You are right read Joel Spolsky on why C-strings suck. There are few ways around it. The ways include either not using C strings (for example use Pascal strings and create your own library to handle them), or not use C (use say C++ which has a string class - which is slow for different reasons, but you could also write your own to handle Pascal strings more easily than in C for example)
Regarding adding a char to a C string; a C string is simply a char array with a nul terminator, so long as you preserve the terminator it is a string, there's no magic.
char* straddch( char* str, char ch )
{
char* end = &str[strlen(str)] ;
*end = ch ;
end++ ;
*end = 0 ;
return str ;
}
Just like strcat(), you have to know that the array that str is created in is long enough to accommodate the longer string, the compiler will not help you. It is both inelegant and unsafe.
If I am concatenating two null
terminated strings, will strcat append
two null terminating characters to the
resultant string?
No, just one, but what ever follows that may just happen to be nul, or whatever happened to be in memory. Consider the following equivalent:
char* my_strcat( char* s1, const char* s2 )
{
strcpy( &str[strlen(str)], s2 ) ;
}
the first character of s2 overwrites the terminator in s1.

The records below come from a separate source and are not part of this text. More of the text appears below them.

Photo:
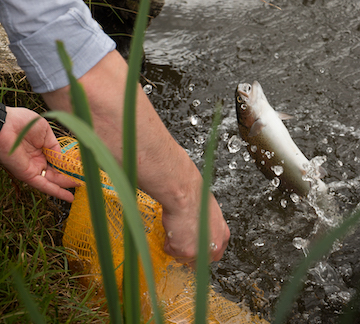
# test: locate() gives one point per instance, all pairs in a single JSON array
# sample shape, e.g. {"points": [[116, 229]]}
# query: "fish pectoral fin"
{"points": [[284, 116], [256, 128]]}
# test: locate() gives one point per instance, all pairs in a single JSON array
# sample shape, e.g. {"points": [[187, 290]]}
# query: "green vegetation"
{"points": [[30, 234]]}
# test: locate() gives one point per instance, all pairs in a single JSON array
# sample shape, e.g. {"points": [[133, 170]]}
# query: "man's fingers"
{"points": [[59, 179], [43, 184]]}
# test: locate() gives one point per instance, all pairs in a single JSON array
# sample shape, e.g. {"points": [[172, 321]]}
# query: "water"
{"points": [[306, 58]]}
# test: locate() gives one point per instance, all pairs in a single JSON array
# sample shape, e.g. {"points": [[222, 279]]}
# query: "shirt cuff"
{"points": [[85, 43]]}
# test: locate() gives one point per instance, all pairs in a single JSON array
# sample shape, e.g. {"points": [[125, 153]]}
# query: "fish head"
{"points": [[250, 102]]}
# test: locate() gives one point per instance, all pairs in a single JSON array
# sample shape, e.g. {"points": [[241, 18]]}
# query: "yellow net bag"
{"points": [[174, 282]]}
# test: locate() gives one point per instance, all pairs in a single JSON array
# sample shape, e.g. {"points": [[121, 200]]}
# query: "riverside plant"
{"points": [[95, 155]]}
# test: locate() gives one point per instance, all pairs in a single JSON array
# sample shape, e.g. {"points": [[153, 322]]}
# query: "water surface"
{"points": [[306, 57]]}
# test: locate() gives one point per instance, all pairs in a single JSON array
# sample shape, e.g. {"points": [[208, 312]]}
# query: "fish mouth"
{"points": [[244, 90]]}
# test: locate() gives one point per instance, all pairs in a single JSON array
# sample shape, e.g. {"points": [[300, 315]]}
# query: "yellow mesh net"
{"points": [[174, 282]]}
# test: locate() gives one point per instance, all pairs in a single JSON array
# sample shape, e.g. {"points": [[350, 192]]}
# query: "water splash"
{"points": [[234, 144], [148, 89]]}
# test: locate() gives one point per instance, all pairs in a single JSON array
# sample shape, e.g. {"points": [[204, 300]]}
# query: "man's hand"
{"points": [[28, 162], [182, 228]]}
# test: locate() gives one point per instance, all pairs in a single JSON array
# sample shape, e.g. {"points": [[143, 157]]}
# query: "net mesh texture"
{"points": [[174, 282]]}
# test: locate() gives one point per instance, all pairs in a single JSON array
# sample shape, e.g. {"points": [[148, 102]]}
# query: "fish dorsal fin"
{"points": [[256, 128], [322, 172], [284, 116]]}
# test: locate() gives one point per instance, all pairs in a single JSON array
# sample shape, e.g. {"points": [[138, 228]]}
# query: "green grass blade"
{"points": [[202, 270], [30, 305], [131, 272], [292, 289], [22, 134], [107, 162], [96, 202]]}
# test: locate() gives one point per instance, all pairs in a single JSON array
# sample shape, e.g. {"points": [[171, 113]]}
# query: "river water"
{"points": [[306, 57]]}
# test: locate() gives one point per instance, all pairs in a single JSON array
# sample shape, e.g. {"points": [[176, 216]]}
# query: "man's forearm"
{"points": [[162, 163]]}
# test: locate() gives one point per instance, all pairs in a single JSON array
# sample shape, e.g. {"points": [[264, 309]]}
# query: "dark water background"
{"points": [[306, 57]]}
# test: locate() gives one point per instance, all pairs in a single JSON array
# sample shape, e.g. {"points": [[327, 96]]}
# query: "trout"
{"points": [[270, 144]]}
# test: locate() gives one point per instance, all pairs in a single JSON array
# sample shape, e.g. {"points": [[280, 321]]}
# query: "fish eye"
{"points": [[248, 88]]}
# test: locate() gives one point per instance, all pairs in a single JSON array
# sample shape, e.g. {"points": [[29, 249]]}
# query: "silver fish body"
{"points": [[269, 142]]}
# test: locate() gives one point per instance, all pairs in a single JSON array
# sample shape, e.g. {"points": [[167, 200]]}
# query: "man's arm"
{"points": [[165, 171]]}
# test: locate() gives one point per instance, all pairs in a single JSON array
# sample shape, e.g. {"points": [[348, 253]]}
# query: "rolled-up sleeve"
{"points": [[33, 26]]}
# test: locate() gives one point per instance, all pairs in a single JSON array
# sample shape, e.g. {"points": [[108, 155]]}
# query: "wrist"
{"points": [[176, 182]]}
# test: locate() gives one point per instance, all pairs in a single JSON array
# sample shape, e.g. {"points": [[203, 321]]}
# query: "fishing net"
{"points": [[174, 282]]}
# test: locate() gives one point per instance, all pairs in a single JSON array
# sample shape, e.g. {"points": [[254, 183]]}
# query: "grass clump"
{"points": [[29, 238]]}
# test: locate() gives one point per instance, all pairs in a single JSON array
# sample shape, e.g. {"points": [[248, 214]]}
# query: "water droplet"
{"points": [[233, 165], [295, 198], [234, 144], [196, 102], [194, 120], [213, 246], [301, 244], [225, 137], [200, 139], [278, 169], [275, 182], [259, 242], [147, 89]]}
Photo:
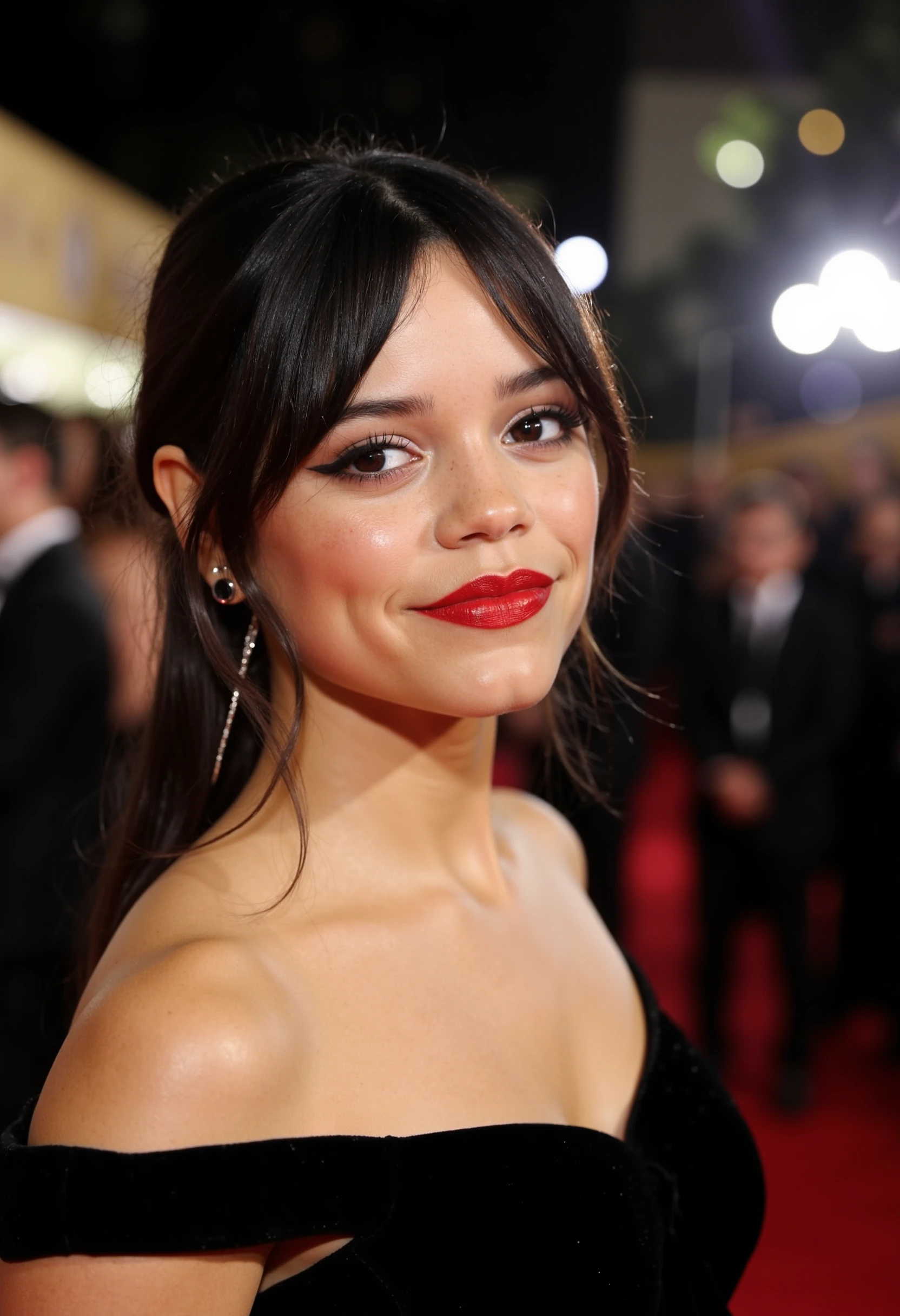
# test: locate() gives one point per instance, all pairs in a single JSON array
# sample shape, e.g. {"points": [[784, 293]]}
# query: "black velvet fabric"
{"points": [[515, 1218]]}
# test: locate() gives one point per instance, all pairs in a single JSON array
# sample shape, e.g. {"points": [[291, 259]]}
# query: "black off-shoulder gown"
{"points": [[503, 1219]]}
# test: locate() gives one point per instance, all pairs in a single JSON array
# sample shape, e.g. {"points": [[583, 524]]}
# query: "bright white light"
{"points": [[850, 279], [110, 385], [804, 319], [878, 324], [740, 163], [27, 378], [583, 264]]}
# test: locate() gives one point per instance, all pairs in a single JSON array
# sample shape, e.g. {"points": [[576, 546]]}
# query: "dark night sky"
{"points": [[161, 91]]}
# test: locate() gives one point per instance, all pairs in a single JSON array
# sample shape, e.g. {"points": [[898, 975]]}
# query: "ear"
{"points": [[178, 485]]}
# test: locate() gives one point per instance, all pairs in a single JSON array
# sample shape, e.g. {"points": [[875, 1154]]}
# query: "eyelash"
{"points": [[374, 444], [379, 443]]}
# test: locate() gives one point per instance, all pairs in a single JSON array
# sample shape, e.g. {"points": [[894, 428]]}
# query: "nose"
{"points": [[482, 498]]}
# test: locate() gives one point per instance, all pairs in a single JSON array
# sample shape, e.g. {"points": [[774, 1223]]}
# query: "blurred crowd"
{"points": [[761, 617], [77, 640]]}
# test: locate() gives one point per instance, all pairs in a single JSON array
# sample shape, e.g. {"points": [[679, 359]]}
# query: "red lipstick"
{"points": [[494, 602]]}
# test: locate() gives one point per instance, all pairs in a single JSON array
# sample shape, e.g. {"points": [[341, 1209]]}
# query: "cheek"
{"points": [[333, 562], [570, 514]]}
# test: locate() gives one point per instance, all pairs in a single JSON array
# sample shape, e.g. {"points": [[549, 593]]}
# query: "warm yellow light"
{"points": [[822, 132]]}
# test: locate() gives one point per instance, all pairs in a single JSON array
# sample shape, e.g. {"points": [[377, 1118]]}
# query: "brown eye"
{"points": [[532, 430], [370, 464]]}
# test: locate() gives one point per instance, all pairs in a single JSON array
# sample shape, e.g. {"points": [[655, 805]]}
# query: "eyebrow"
{"points": [[420, 404], [415, 406]]}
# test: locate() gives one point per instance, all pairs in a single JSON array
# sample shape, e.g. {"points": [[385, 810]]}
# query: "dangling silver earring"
{"points": [[223, 587], [249, 645]]}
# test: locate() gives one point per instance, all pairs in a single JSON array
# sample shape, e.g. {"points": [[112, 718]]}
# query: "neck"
{"points": [[388, 788]]}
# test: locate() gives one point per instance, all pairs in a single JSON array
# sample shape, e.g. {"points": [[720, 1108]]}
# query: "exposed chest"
{"points": [[453, 1019]]}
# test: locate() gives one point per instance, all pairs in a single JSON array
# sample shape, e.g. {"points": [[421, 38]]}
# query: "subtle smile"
{"points": [[494, 602]]}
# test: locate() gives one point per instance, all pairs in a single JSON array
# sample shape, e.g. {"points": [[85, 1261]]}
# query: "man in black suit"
{"points": [[769, 689], [54, 680]]}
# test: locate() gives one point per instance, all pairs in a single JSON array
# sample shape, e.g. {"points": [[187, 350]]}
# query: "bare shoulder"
{"points": [[542, 827], [180, 1048]]}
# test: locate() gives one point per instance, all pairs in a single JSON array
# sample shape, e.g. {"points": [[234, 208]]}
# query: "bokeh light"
{"points": [[831, 391], [740, 163], [878, 324], [849, 281], [804, 319], [583, 264], [822, 132]]}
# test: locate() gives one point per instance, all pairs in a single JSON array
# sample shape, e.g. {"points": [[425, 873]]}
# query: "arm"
{"points": [[184, 1052], [210, 1285]]}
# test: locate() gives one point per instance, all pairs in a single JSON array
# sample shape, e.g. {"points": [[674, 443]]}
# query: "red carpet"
{"points": [[831, 1245]]}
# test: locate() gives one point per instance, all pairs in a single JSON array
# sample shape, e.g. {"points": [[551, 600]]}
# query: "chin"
{"points": [[490, 694]]}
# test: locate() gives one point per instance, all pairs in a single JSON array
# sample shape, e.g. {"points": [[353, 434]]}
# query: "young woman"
{"points": [[356, 1040]]}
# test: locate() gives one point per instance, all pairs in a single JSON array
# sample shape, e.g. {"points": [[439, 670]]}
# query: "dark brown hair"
{"points": [[275, 294]]}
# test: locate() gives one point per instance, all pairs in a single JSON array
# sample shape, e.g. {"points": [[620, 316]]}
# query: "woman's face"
{"points": [[460, 457]]}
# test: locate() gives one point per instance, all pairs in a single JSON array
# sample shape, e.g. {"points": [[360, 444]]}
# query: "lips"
{"points": [[494, 602]]}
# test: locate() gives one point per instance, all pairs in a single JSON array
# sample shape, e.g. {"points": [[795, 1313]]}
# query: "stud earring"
{"points": [[223, 587]]}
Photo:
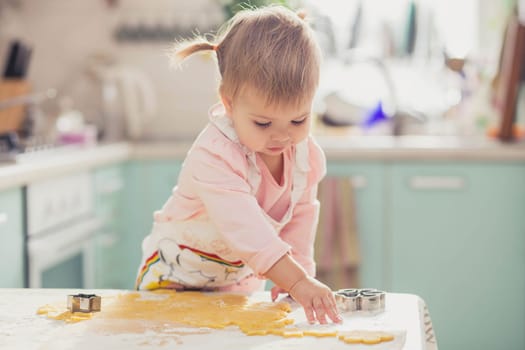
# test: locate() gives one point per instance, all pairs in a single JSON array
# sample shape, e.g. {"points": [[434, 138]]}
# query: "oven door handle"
{"points": [[52, 248]]}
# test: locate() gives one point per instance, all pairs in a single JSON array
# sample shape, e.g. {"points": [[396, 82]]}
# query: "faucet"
{"points": [[390, 107]]}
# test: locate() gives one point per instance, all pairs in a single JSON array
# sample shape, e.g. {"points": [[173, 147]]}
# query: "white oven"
{"points": [[61, 226]]}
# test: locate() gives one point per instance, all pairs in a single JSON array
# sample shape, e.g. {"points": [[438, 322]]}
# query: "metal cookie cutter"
{"points": [[371, 300], [83, 303]]}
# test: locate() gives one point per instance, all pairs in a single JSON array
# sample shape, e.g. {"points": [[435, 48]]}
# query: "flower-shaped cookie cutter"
{"points": [[371, 300], [83, 302]]}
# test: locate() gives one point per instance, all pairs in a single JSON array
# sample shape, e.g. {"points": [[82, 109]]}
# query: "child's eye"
{"points": [[299, 122], [263, 125]]}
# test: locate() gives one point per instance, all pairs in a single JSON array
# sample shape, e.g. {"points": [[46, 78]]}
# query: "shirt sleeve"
{"points": [[300, 232], [219, 176]]}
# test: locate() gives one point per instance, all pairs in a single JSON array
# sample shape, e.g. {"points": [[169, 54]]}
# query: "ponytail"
{"points": [[187, 48]]}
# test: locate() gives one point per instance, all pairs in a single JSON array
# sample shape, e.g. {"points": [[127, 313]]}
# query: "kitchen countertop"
{"points": [[46, 164], [22, 328]]}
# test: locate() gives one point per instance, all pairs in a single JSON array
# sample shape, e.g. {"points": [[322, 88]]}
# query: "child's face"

In the above code,delimiter is a local
variable which gets destroyed after
foo returned. Is it OK to append it to
variable output?
In your example delimiter is not a string, and initialising a pointer with a char makes no sense. However if it were a string, the code would be fine, strcat() copies the data from the second string, so the lifetime of the second argument is irrelevant. Of course you could in your example use a char (not a char*) and the straddch() function suggested above.